The iShares MSCI Mexico Capped ETF (NYSEArca: EWW), the largest exchange traded fund dedicated to Mexican equities,jumped 30.2% year-to-date, compared to the 11.8% gain in the S&P 500.
Alan Alanis, Latin America equity strategist at UBS, attributes the surge to three defining factors: a weaker dollar, diminishing concern over U.S.-Mexico trade relations and better-than-expected economic growth from Mexico, reports Fred Imbert for CNBC.
“The first, and by far the most important one, is currency. The Mexican peso went from being the worst-performing currency against the dollar to being the best-performer in 2017,” Alanis told CNBC. “Of the 30 percent gains in the EWW, two-thirds of those are currency-related.”
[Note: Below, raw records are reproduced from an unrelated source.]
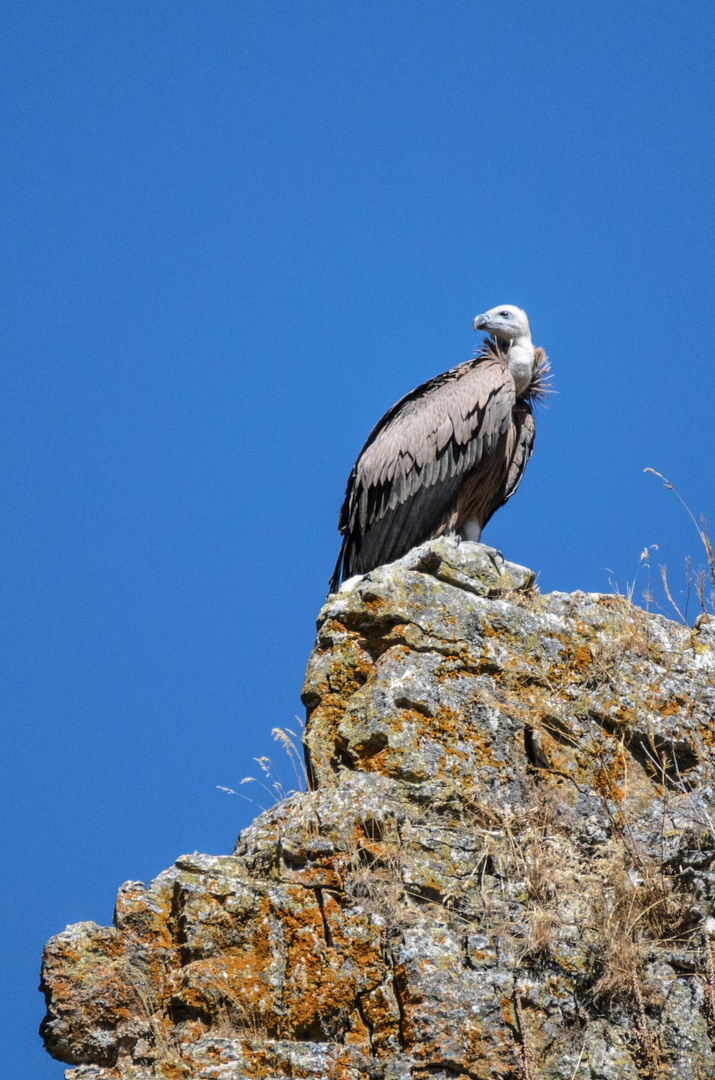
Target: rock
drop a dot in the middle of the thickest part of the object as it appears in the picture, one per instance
(503, 868)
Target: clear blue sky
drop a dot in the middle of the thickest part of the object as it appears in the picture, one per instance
(234, 233)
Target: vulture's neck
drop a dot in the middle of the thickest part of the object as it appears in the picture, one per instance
(520, 362)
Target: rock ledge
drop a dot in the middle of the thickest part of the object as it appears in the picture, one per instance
(503, 867)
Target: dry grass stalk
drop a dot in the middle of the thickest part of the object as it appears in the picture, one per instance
(701, 528)
(710, 986)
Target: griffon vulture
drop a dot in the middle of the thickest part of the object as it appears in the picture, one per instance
(448, 454)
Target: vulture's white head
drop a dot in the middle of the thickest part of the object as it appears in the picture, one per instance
(506, 322)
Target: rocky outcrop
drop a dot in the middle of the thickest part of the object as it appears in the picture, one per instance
(503, 868)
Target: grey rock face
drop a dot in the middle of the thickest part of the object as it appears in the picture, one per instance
(503, 868)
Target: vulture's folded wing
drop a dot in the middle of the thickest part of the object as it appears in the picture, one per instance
(412, 466)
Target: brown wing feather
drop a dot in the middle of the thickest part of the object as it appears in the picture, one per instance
(414, 462)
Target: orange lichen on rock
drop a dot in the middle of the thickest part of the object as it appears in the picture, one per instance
(502, 869)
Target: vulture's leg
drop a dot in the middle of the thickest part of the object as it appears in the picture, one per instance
(471, 530)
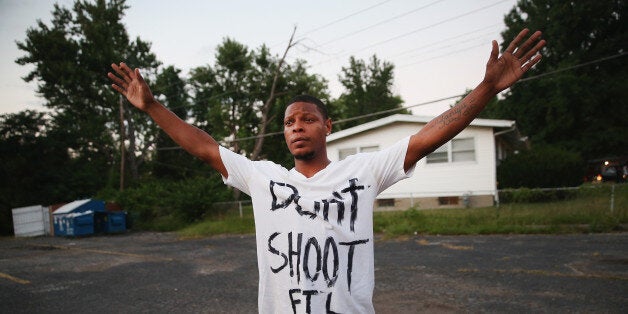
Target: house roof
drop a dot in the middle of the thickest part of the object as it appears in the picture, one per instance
(396, 118)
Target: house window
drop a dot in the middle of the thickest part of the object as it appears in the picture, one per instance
(456, 150)
(448, 200)
(386, 202)
(345, 152)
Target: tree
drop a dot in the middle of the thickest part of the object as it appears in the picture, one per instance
(37, 167)
(368, 90)
(242, 96)
(583, 108)
(169, 161)
(71, 58)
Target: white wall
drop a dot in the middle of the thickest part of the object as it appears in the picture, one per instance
(441, 179)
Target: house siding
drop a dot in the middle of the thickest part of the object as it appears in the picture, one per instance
(475, 179)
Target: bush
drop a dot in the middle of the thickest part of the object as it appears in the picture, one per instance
(542, 167)
(166, 205)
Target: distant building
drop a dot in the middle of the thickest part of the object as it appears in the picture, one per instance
(461, 173)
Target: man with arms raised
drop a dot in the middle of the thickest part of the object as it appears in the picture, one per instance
(314, 227)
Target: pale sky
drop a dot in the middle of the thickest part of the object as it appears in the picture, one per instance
(439, 47)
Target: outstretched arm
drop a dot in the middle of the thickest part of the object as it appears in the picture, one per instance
(131, 85)
(501, 72)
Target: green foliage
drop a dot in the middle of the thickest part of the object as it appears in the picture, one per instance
(36, 167)
(230, 95)
(166, 204)
(582, 109)
(541, 167)
(368, 89)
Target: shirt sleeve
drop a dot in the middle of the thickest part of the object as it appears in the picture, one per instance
(239, 168)
(387, 164)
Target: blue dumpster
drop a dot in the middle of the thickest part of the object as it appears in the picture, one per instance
(77, 218)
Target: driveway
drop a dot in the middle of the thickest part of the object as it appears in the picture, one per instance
(142, 272)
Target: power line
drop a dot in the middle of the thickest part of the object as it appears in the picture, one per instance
(379, 23)
(343, 18)
(446, 98)
(421, 29)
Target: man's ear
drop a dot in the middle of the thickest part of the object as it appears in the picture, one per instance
(328, 126)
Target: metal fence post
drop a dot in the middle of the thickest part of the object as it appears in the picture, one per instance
(612, 198)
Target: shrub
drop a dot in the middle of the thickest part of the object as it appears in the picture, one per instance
(542, 167)
(168, 205)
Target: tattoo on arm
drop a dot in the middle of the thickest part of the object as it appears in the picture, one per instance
(456, 113)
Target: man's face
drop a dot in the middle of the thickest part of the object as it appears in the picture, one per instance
(305, 129)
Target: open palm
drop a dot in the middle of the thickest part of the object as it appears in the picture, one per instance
(505, 70)
(131, 85)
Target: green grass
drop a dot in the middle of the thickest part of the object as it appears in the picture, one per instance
(587, 212)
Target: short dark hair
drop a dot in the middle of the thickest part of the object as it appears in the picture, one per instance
(310, 100)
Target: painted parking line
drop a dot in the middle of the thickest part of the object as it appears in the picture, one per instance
(107, 252)
(14, 279)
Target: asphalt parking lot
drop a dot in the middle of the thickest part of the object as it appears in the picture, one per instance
(142, 272)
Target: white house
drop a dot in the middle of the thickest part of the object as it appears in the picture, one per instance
(461, 173)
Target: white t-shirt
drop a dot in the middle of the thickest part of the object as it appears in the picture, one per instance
(315, 235)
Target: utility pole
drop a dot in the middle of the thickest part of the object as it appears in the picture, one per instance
(122, 148)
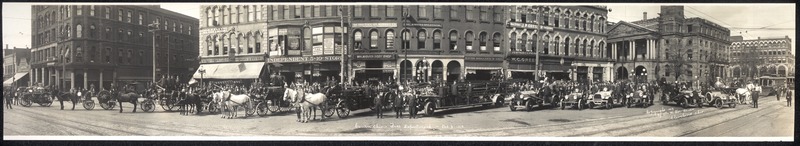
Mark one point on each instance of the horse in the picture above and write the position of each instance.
(307, 103)
(232, 102)
(743, 94)
(66, 96)
(188, 103)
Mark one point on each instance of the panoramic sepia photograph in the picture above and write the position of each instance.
(286, 71)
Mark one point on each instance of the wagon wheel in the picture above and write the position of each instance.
(148, 105)
(685, 103)
(88, 104)
(248, 109)
(212, 107)
(329, 109)
(272, 106)
(341, 109)
(166, 104)
(429, 108)
(26, 100)
(529, 105)
(262, 108)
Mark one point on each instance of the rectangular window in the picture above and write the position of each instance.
(373, 11)
(390, 11)
(287, 12)
(454, 12)
(437, 12)
(307, 11)
(357, 12)
(423, 11)
(108, 12)
(298, 11)
(470, 13)
(317, 11)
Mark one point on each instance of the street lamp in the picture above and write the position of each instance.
(202, 71)
(153, 27)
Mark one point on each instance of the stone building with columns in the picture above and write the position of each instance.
(641, 47)
(75, 46)
(565, 42)
(775, 52)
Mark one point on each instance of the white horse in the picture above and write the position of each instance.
(232, 102)
(307, 102)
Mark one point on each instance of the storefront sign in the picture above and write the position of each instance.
(212, 30)
(522, 59)
(483, 59)
(422, 25)
(374, 25)
(529, 26)
(317, 50)
(375, 56)
(304, 59)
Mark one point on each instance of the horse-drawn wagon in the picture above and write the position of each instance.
(457, 95)
(36, 94)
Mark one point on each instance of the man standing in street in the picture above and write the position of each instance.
(789, 94)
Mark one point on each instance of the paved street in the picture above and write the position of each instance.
(773, 118)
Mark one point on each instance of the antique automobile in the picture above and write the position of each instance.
(576, 99)
(603, 98)
(36, 94)
(723, 96)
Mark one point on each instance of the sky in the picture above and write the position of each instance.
(748, 20)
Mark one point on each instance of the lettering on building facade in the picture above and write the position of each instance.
(304, 59)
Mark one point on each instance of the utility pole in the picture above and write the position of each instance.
(344, 50)
(153, 27)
The U.S. dollar has depreciated 14.3% against the Mexican peso year-to-date to MXN17.78.
EWW tries to reflect the performance of the MSCI Mexico IMI 25/50 Index, which does not hedge its currency risks. Consequently, a strengthening peso has translated to an improved U.S.-dollar denominated return for EWW investors.
The Mexican peso was pressured for the later part of the U.S. presidential election and throughout the first few months following President Donald Trump’s victory because of Trump’s promises during the campaign trail to build a wall across the southern border, crack down on immigration and renegotiate the North American Free Trade Agreement, which all contributed to risk-off sentiment concerning Mexican assets.
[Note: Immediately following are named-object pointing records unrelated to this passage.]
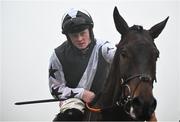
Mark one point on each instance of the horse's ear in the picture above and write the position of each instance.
(157, 29)
(121, 25)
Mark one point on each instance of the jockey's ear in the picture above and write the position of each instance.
(157, 29)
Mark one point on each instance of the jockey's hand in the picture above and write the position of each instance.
(153, 118)
(88, 96)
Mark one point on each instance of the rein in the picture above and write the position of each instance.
(142, 77)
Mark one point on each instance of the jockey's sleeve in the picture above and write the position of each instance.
(108, 51)
(57, 82)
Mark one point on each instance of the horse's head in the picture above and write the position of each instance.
(136, 58)
(133, 71)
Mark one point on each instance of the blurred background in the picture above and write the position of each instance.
(31, 29)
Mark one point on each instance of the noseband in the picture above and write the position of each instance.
(126, 101)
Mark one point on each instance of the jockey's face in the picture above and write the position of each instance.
(81, 39)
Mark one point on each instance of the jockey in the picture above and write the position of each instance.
(78, 67)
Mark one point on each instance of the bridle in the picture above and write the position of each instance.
(125, 101)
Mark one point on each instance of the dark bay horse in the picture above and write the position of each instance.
(128, 91)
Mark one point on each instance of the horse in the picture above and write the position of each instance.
(128, 91)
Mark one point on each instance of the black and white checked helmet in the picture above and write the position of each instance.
(76, 20)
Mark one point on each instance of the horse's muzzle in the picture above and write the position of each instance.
(142, 110)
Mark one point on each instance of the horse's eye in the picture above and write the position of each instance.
(123, 54)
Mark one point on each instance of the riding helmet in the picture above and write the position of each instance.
(76, 20)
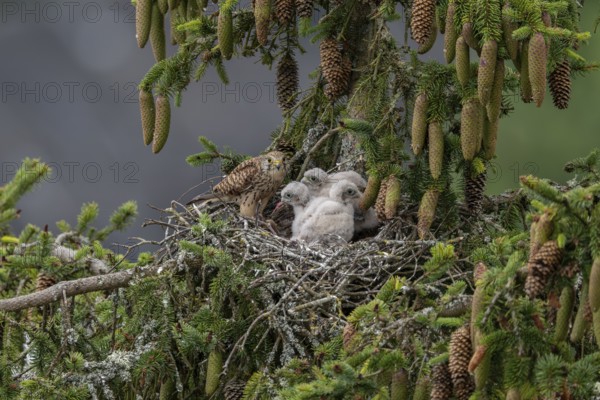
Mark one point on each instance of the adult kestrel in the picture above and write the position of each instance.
(251, 184)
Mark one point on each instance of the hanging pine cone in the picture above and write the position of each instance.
(436, 149)
(540, 267)
(474, 191)
(399, 386)
(262, 18)
(334, 68)
(469, 35)
(304, 8)
(419, 123)
(287, 82)
(508, 27)
(538, 58)
(143, 20)
(471, 129)
(421, 21)
(44, 281)
(560, 84)
(234, 390)
(441, 383)
(486, 70)
(460, 356)
(348, 336)
(147, 112)
(157, 34)
(162, 123)
(426, 212)
(450, 35)
(284, 11)
(525, 81)
(463, 62)
(225, 33)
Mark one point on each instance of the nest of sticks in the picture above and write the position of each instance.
(305, 289)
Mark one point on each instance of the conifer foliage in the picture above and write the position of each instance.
(228, 309)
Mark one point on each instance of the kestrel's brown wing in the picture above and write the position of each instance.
(240, 179)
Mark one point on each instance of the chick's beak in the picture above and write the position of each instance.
(278, 164)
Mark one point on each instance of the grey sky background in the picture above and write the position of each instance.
(68, 95)
(69, 76)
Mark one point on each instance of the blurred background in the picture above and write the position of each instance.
(69, 76)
However, speculation of a U.S.-Mexico trade war has diminished. Last month, the U.S. and Mexico reached an accord to end disputes over the sugar trade between the two countries. Moreover, the two, along with Canada, are expected to start talks over NAFTA next month.
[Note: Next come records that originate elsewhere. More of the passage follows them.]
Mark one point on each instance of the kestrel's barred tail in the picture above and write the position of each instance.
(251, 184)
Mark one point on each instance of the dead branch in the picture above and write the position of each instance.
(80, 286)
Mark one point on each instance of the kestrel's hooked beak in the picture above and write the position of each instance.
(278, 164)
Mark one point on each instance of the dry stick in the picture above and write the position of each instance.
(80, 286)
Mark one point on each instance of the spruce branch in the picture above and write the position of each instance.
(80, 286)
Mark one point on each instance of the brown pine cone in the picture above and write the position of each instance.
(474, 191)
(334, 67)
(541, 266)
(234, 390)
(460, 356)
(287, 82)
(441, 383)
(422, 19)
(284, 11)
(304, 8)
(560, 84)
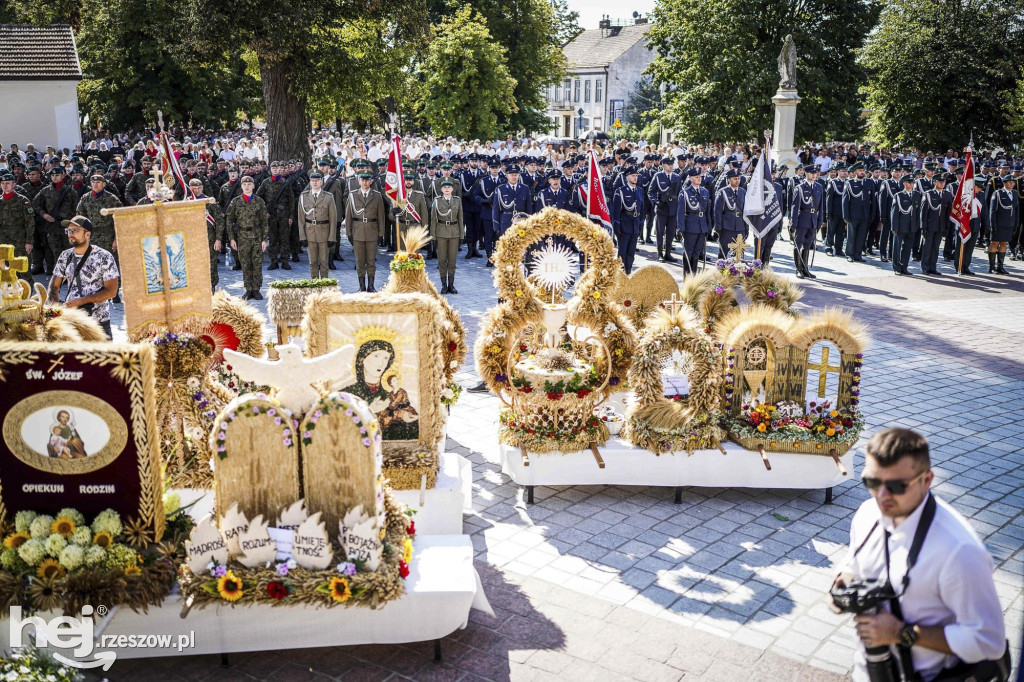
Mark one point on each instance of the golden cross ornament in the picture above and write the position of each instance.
(737, 248)
(823, 370)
Meanwhile, the Mexican economy has been doing better-than-expected in light of the threat of a trade war and a quickly depreciating currency. Mexico’s economy expanded 2.6% in the first quarter year-over-year.
“It’s not spectacular growth, but it’s better than people expected,” Alberto Ramos, head of Latin American Economics at Goldman Sachs, told CNBC. “Towards the end of last year, the consensus was the [Mexican] economy would decelerate a lot, with consensus around the 1 percent handle. Now the consensus has increased and is closer to 2 percent.”